I'm trying to decide if I'm diluting my recipes too much or how I should handle the amount of water I add.
For example, this recipe is a sweet blackberry port-style wine from the book "Making wild wines & meads" on page 46.
I took the 1 gallon recipe and increased it 5 times for my 5 gallon batch, except for the yeast; which resulted in the following:
35 lbs. blackberries
20 lbs. sugar
5 campden
5/8 tsp tannin
5 tsp nutrient
Juice of 5 oranges
zest of 5 oranges
2 1/2 tsp pectic enzyme
Here's where my question comes in
The recipe says to add to the berries: 3/4 of the water, 1/2 the sugar, campden and wait 24 hours. Then add the rest of the sugar, tannin and
add more water to make 5 gallon. Well, after the first step I'm already at 8 gallons! , I didn't expect it to make so much with only 3/4 of the water. I know the amount will drop some when I rack off all the fruit.
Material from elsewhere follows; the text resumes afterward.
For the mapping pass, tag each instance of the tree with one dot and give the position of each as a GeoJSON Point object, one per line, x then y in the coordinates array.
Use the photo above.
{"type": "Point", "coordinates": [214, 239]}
Obviously, it looks like I don't need to add more water later, but am I ruining my recipe by watering it down?
I'd love to hear how rest of you deal with this.
Thanks,
Larry
Recipies are not written in stone and should only be used as a guide.
I hope you have a big enough primary for the blackberries

This is gonna be a little tough to explain.....
Did you crush or put the blackberries in the primary whole?
If you crushed them you will already start with juice and be able to get a SG from the blackberries.
20 pounds of sugar might make it tough on the yeast. What was your SG when you added the yeast?
My way would have been to crush the blackberries to get the juice, place the juice without the blackberries in a primary and then add enough water to around 4 gallons and take a SG. Then I would add sugar to bring the SG to where I wanted it and would be able to tell where the water mark was. (My primarys have water marks)
I would make another gallon of water with sugar added till the SG was right around where the blackberry must SG was at and then add enough sugar water to make the 5 gallons. Then I would add the crushed blackberries (in a muslin bag) back into the must.
When the wine has fermented and it was ready to transfer to secondary you just remove the blackberries (in the muslin bag) you should have approx 5 gallons of wine.
*Side Note*
After the blackberry wine has finished I would take the blackberries and mix another fruit like cherry, blueberry or elderberry to them and make a 3 or 5 gallon batch of 2nd run wine. Lots of people do this and sometimes the 2nd run tastes better then the original

**Sugguestion**
I would add 12 oz of dried elderberries to the blackberries and enough sugar to get the SG to around 1.090 and enough water to 5 gallons.